Showing posts sorted by relevance for query x60s. Sort by date Show all posts
Showing posts sorted by relevance for query x60s. Sort by date Show all posts

Friday, December 27, 2013

Keepin' the Old Truck Runnin'

Almost eight years ago I bought a cutting edge ultra-portable laptop -- the Lenovo X60s. It was, in fact, the same computer my billionaire boss was using. In Scotland, it is still my workhorse, driving an external monitor, recharging half my life via USB, etc. My $120 in upgrades from a year and a half ago is holding up quite well.

I was starting to get worried about it running hot all the time, so when I got here so I bought an external cooler, but the CPU fan is getting very rattly now, so I ordered a replacement on eBay and opened the thing up again. Turns out I had the wrong part, so I'll have to try again. It is certainly nice though to have a laptop that you can operate on without too much trouble. At this point I've been in and out of it enough that I have to remember the parts I've discarded along the way (fingerprint reader, modem wiring) or I get confused comparing mine to the how-to pictures on the internet. So far I've only lost one screw.

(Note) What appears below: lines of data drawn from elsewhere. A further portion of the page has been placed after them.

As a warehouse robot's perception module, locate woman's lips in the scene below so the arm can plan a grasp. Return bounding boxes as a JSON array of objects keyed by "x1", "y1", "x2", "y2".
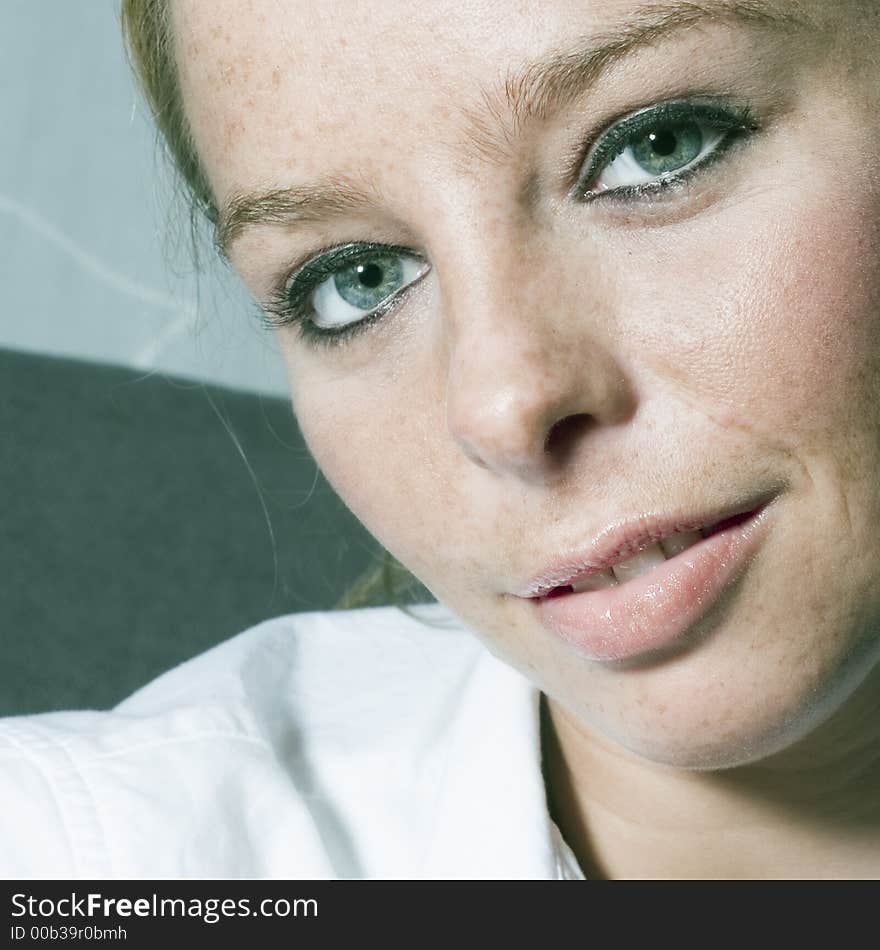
[{"x1": 531, "y1": 505, "x2": 771, "y2": 661}]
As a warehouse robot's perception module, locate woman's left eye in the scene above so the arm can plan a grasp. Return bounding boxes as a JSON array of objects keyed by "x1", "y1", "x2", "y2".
[
  {"x1": 267, "y1": 244, "x2": 429, "y2": 343},
  {"x1": 579, "y1": 103, "x2": 755, "y2": 198}
]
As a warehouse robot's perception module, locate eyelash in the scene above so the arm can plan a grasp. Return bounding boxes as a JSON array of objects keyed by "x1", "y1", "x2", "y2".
[
  {"x1": 261, "y1": 101, "x2": 759, "y2": 347},
  {"x1": 262, "y1": 241, "x2": 419, "y2": 346},
  {"x1": 569, "y1": 101, "x2": 760, "y2": 203}
]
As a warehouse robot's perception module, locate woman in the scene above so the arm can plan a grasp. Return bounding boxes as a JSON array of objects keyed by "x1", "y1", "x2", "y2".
[{"x1": 4, "y1": 0, "x2": 880, "y2": 878}]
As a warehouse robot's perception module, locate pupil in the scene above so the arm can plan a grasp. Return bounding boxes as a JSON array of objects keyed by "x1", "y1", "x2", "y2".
[
  {"x1": 648, "y1": 129, "x2": 678, "y2": 156},
  {"x1": 358, "y1": 264, "x2": 382, "y2": 288}
]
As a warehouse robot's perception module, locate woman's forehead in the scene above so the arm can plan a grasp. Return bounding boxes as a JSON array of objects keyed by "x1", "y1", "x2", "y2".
[{"x1": 171, "y1": 0, "x2": 813, "y2": 206}]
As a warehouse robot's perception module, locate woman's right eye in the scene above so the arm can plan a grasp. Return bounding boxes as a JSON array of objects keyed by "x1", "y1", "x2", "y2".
[{"x1": 267, "y1": 244, "x2": 429, "y2": 342}]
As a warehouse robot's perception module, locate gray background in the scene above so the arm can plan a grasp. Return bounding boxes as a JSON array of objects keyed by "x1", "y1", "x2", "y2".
[{"x1": 0, "y1": 0, "x2": 287, "y2": 395}]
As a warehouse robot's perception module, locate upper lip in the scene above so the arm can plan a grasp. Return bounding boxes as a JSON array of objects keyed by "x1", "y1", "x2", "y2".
[{"x1": 516, "y1": 493, "x2": 772, "y2": 598}]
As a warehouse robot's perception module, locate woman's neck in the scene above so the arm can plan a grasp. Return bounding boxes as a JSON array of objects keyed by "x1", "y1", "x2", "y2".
[{"x1": 541, "y1": 669, "x2": 880, "y2": 879}]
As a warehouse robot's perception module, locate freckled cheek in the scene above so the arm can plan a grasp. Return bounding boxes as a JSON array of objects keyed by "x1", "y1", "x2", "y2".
[
  {"x1": 293, "y1": 371, "x2": 456, "y2": 572},
  {"x1": 639, "y1": 194, "x2": 880, "y2": 433}
]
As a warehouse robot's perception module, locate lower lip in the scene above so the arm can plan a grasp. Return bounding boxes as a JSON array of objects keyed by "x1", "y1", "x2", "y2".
[{"x1": 533, "y1": 505, "x2": 770, "y2": 661}]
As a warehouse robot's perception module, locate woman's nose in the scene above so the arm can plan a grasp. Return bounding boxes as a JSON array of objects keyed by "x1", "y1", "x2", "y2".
[{"x1": 446, "y1": 292, "x2": 632, "y2": 482}]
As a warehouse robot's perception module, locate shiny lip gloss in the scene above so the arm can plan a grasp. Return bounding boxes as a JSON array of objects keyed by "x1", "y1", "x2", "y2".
[{"x1": 531, "y1": 505, "x2": 774, "y2": 662}]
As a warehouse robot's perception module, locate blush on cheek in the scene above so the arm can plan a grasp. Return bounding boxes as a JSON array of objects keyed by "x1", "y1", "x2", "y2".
[{"x1": 646, "y1": 182, "x2": 880, "y2": 435}]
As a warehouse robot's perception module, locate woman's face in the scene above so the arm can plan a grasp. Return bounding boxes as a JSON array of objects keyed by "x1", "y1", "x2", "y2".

A big question though over the past decade or so has been "How much laptop is enough?" If you ask me, a 2006 Lenovo with an SSD and 3gigs is pretty much the sweet spot.

Unfortunately, I didn't test the Model M2 keyboard I brought with me (it is smaller than my regular M1), and it has bad capacitors. I imagine Jennifer doesn't miss my clacking keys in our flat here.

Tuesday, June 26, 2012

Not Buying a New Laptop

I'm typing this on my ThinkPad X60s, which I bought when it was the new top of the line ultraportable. I think I paid about $2,500 for it about six years ago. It has been slowing down lately, and failing in annoyingly peripheral ways. Power supply starting to short out, you can only buy third party replacement batteries that have probably been sitting on a shelf for four years, etc. So I've been hankering for some kind of replacement.

What I'd love is a little ARM netbook that runs Ubuntu perfectly for about 10 hours on a charge. That doesn't exist. I'd be happy with a cheap tablet that could run Ubuntu, but that doesn't exist either. I need to be able to run SchoolTool on the thing, not for any kind of serious development, but in case I need to demo it in a pinch with no internet access.

So I looked at the various low cost laptops. I don't want a chromebook, I want to run regular Ubuntu. I don't want to buy a laptop with a slow traditional disc drive. I found myself looking for a cheap laptop for which I could easily upgrade the memory and drive. I pretty quickly realized at that point I might as well just get more memory (I guess 1 gig just doesn't do it anymore) and a solid state drive for this thing, which will then probably still be faster than a new under $500 laptop.

So I put another $120 into this thing, and at this point I think I'll just buy another X series from Lenovo when it finally croaks for good, unless someone makes a great Ubuntu ARM laptop for under $500...

Thursday, April 29, 2010

Ubuntu Netbook Edition

My laptop is a Lenovo X60s -- a 12" subcompact that four years ago was pretty l33t. It still works fine, and I'm hoping that by the time it croaks I'll be able to get the same performance and much better battery life from a netbook at about one tenth the Lenovo's original price.

Anyhow, when I upgraded to the new Ubuntu Lucid release I switched to the Netbook Edition. I'm happy with the switch, since I've taken to spending most of my time with Chrome taking up the whole screen anyhow, and I'm looking forward to the planned changes going forward for Maverick. I'm becoming extremely intolerant of interfaces that waste vertical space in small screens for an endless stack of bars and panels.

Also, if you want to make a bootable usb stick for installation, you want to use usb-creator on Ubuntu. The download site points you to usb-imagewriter which didn't actually create anything bootable for me.